4. Employer Files Claim
Once the employer receives the First Report of Incident or other initial paperwork, they will file a claim with the insurance carrier and — in some states — notify the state workers’ compensation board. Just as the employee must file his paperwork within a designated period of time, so must the employer to avoid penalties and fines. The time frame varies by state. New York, for example, requires employers to file the claim within 10 days from the accident or the first report of the injury.
Employers must accommodate the injured employee. This means that they must provide time off without penalties if needed, and they must hold the employee’s position in anticipation that they will return to work. If the employee can work while injured, the employer must provide at-work accommodations so the employee can manage tasks even while hurt. The employer can only fill the position if the employee’s injury will prevent them from returning to their original job.
5. Insurer Approves or Denies Claims
The insurance carrier will take into account all the details of the incident. If necessary, they will launch an investigation into the details leading up to the incident to look for employer liability, employee liability, or fraud.
States vary on timelines, but there is a finite number of days that the insurance carrier has to review the claim and either approve it or deny it. This timeline can be anywhere from 14 to 30 days, contingent on state laws. Additionally, the state workers’ compensation board monitors claim decisions to look for areas where claims may be erroneously denied by companies or insurance carriers.
What Happens When a Claim Is Approved
If the claim is approved, the injured employee can receive all eligible benefits, such as:
- Medical care
- Physical therapy
- Lost income payments
- Vocational rehabilitation
In some cases, the insurer may offer the injured worker a settlement to close the case. The settlement may be for a lump sum or structured payments over time.
What Happens When a Claim Is Denied
Injured workers have the right to dispute or appeal claims when they’re denied. While it varies from state to state, injured employees must appeal the decision within a given time frame, often 30 days. If an employee feels that they were not provided the benefits owed to them, they may obtain legal representation to address the issues at hand.
6. Employee Returns to Work
Hopefully, the employee will be well enough to return to work. Once again, it is important that employers not fill the position with anyone other than temporary help unless they receive notice that their employee will not return to work. This may happen if a claim goes on for more than a year, and the employer can’t hold the position any longer.
In some cases, an employee may only be able to return to limited duties, often made possible with modifications to his:
- Job duties
- Work hours
If an employee cannot return to work, he will be eligible for permanent disability through the workers’ compensation policy.
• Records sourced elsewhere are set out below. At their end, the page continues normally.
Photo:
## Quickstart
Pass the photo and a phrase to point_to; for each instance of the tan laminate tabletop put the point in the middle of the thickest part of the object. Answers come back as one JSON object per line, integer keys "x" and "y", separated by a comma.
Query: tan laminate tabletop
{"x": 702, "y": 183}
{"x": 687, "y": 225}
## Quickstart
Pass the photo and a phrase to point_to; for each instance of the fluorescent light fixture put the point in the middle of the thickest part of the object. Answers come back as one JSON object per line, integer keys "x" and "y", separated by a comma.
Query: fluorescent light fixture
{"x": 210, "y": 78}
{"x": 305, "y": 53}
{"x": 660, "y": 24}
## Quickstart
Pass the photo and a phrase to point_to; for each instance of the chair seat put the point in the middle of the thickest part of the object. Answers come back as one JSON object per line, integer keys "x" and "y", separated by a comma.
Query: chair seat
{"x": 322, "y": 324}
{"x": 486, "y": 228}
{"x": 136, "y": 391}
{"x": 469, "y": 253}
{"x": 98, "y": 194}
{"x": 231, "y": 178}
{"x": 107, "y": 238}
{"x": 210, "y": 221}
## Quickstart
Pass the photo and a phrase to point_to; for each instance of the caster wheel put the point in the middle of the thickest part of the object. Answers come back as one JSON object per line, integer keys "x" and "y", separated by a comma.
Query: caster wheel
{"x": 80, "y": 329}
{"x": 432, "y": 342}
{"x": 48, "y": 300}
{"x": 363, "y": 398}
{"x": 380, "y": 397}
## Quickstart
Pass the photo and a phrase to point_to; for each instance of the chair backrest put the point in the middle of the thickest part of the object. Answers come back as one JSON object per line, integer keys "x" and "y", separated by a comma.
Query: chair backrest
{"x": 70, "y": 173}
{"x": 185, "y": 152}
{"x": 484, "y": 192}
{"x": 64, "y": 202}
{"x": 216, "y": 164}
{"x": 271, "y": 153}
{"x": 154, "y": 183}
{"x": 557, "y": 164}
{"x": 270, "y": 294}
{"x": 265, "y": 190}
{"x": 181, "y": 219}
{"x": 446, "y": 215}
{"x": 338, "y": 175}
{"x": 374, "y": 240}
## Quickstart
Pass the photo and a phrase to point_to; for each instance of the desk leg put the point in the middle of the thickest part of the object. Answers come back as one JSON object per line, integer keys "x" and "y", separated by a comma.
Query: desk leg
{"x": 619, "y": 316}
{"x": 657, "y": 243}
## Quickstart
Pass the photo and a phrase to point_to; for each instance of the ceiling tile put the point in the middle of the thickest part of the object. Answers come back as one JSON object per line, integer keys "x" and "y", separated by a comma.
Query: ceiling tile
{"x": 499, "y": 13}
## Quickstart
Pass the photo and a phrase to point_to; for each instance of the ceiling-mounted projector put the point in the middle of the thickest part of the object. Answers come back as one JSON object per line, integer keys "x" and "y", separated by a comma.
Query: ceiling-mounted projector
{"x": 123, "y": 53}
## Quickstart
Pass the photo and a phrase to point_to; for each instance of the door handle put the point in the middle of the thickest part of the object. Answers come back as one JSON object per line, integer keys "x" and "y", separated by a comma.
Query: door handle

Where possible, employers can retrain employees for jobs that the employee can perform even with a permanent disability.
What Are the Employer’s Responsibilities in Workers’ Comp Claims Process?
Employers play an integral role in making sure that workers’ comp claims are processed properly and expediently. As such, there are certain employer’s responsibilities to be mindful of. Their role in the claims process starts with getting medical attention to the injured employee immediately. From there, filing paperwork on time is required by state laws. The employer should comply with all requests for information from the insurance carrier and the state workers’ compensation board.
The workers’ compensation claims process has many moving parts that involve the employee, the employer, medical providers, and insurance carriers. It’s important that everyone responds to details quickly to ensure the employee gets the care needed to get healthy and return to the job sooner than later.